ABSTRACT

This chapter introduces key statistical concepts that are commonly employed in the review and approval of regulatory submissions. These key concepts include, but are not limited to, confounding and interaction, hypotheses testing and p-value, one-sided versus two-sided hypotheses, clinical difference versus statistical difference, and reproducibility and generalizability. In addition, some innovative designs and analysis methods for pharmaceutical development and evaluation are discussed. These innovative designs include complex innovative designs such as n-of-1 trial design, adaptive designs, master protocols, and Bayesian adaptive designs. During the review and approval process of regulatory submissions, some controversial and challenging issues that are inevitably encountered are briefly described.
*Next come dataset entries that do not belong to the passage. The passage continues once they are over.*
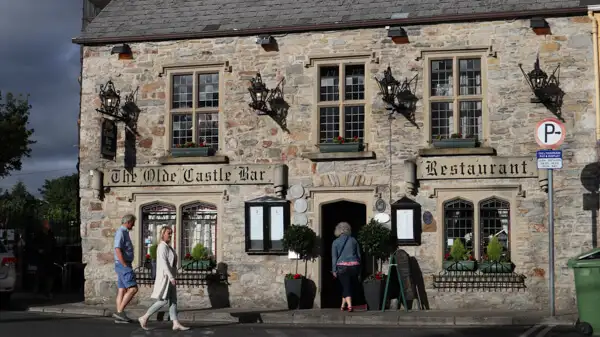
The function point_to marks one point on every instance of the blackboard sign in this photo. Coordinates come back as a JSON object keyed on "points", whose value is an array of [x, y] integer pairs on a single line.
{"points": [[108, 141]]}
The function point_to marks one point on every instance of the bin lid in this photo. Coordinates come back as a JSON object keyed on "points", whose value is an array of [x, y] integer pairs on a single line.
{"points": [[589, 259]]}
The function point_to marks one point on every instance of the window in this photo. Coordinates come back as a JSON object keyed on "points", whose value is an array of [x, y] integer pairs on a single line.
{"points": [[341, 102], [460, 219], [154, 217], [194, 107], [199, 224], [455, 96]]}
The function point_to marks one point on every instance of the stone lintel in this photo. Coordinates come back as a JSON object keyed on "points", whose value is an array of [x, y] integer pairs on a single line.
{"points": [[472, 151], [193, 160], [318, 156]]}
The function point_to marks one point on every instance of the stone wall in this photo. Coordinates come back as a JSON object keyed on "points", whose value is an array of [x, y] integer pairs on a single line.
{"points": [[248, 138]]}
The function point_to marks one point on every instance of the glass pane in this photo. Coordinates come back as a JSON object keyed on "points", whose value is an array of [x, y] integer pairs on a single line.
{"points": [[441, 120], [182, 129], [441, 78], [208, 129], [495, 221], [458, 223], [470, 76], [470, 119], [199, 224], [355, 82], [330, 83], [329, 124], [154, 217], [183, 87], [208, 90], [354, 120]]}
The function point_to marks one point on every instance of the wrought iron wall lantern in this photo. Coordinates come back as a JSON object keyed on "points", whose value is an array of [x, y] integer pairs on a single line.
{"points": [[545, 88], [267, 101], [398, 96]]}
These controversial and challenging issues include totality-of-the-evidence versus substantial evidence, (1 − α) confidence interval approach for assessment of new drugs versus (1 − 2α) confidence interval approach for evaluation for generic/biosimilar drugs, endpoint selection, non-inferiority (similarity) margin selection, consistency test in multi-regional trials, sample size requirement for rare diseases drug development, extrapolation, drug products with multiple components, and the role of Advisory Committee. In addition, recent FDA critical clinical initiatives such as precision/personalized medicine, biomarker-driven clinical trials, model-informed drug development (MIDD), big data analytics, and real-world data/real-world evidence are also discussed. Aim and scope of the book are also described in this chapter.